Figure 6 summarizes the applications of different organs that were found in the literature, and this study, which was performed using several research methods, integrated a large number of samples. According to the literatures, LP has been used to treat inflammation-related diseases, but other parts of the same plant have not been used in this manner. The results in this study showed that the bioactivity of LN was closely related to the type and content of the difference ingredients from the LN, LP, LS, and LL (Table 1). Based on the dual-luciferase reporter assay system, nine of the ten NF-κB inhibitors from LN belonged to the key difference ingredients that were found in different parts of the plant, but only compound 3 (4’-methylcoclaurine) was an exception because no significant difference emerged in the Loading plots. Nearly all of the NF-κB inhibitors belonged to the benzylisoquinoline, bisbenzylisoquinoline and aporphine alkaloid groups, two compounds were Flavone C-glycosides (compound 4, 5), and compound 10 was a steroid. Based on the base-peak intensity (BPI) chromatograms and the heat map, it was also clear that eight of these active ingredients were most abundant in the LP, which fully explained why LP exhibited the best anti-inflammatory activity. In a previous study, polysaccharide from LP was evaluated for its anti-inflammatory effects [35,36], which suggested that the differences between the anti-inflammatory effects of the four organs were mainly caused by the principal components and polysaccharides.

According to the PCA and heat map results, several difference ingredients were most abundant in the LL, such as the compounds that were found at the 9, 12, and 16 peaks, which corresponded to the aporphine alkaloids. Therefore, LL also showed some anti-inflammatory effects (Figure 2). However, this organ mainly contains flavonoids and phenolic compounds (compound 11, 17, 18), and it was reported that it held an obvious hepatoprotective, insulin secretagogue and antiobesity effect [33,37,38]. The leaf of this plant has also been used as diet tea in China.

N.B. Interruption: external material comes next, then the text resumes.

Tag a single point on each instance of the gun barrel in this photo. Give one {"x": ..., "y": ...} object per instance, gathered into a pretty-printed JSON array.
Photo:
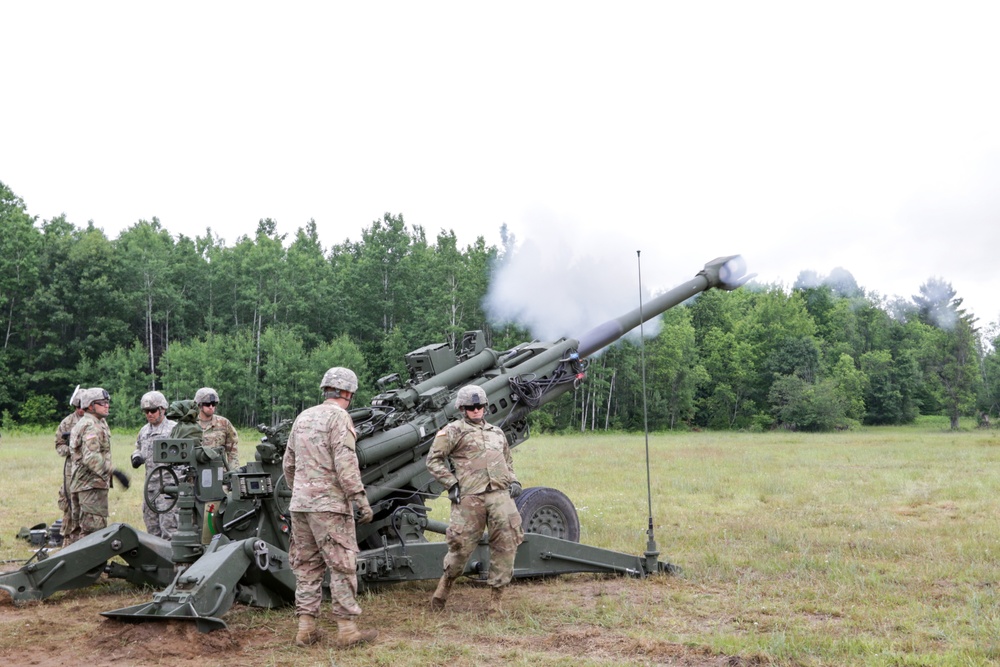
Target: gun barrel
[{"x": 726, "y": 273}]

While the medicinal effects of the other two organs (LS and LR) was not dominant. When compared to LP and LR, these organs possessed a few active constituents (Compound 10) that have been used as edible agricultural products [39]. This finding coincided with the PCA results. The two organs mainly contain nutrients, such as proteins, amino acids, unsaturated fatty acids and minerals, which are mainly used as functional food and healthy food [10,11]. However, oligomeric procyanidins and phenolic compounds were found in the LS. Therefore, LS may possess DNA damage inhibition, cardiovascular protection and antioxidant properties [40,41].

Conclusion

A large amount of data was obtained from different organs of LN and was processed simultaneously by integrated instrument analysis, multivariate statistical analysis and biological research tools. Samples were accurately discriminated, and 17 difference marker compounds were identified by UPLC/Q-TOF-MS with PCA. Due to its difference chemical basis, the anti-inflammatory activity of the LP was superior to those of other parts of the plant. Finally, several ingredients with NF-κB inhibitory activity were identified using biochemical joint technology. PCA results indicated that most of these compounds were isoquinoline alkaloids or phenol flavonoids (glycosides) and were most abundant in LP, as same as indicated by the heat map results. This finding suggests that LP is more plausible for use in anti-inflammation. Cumulatively, these results demonstrated that the tandem technical application showed significant value in identifying the CMB of different plant samples. This result lays a good foundation for further research on the chemical structure characteristics and mechanism of anti-inflammation in the other plants. Likewise, the research strategy in this study is simple and efficient and could be applied in plant physiology and biochemistry.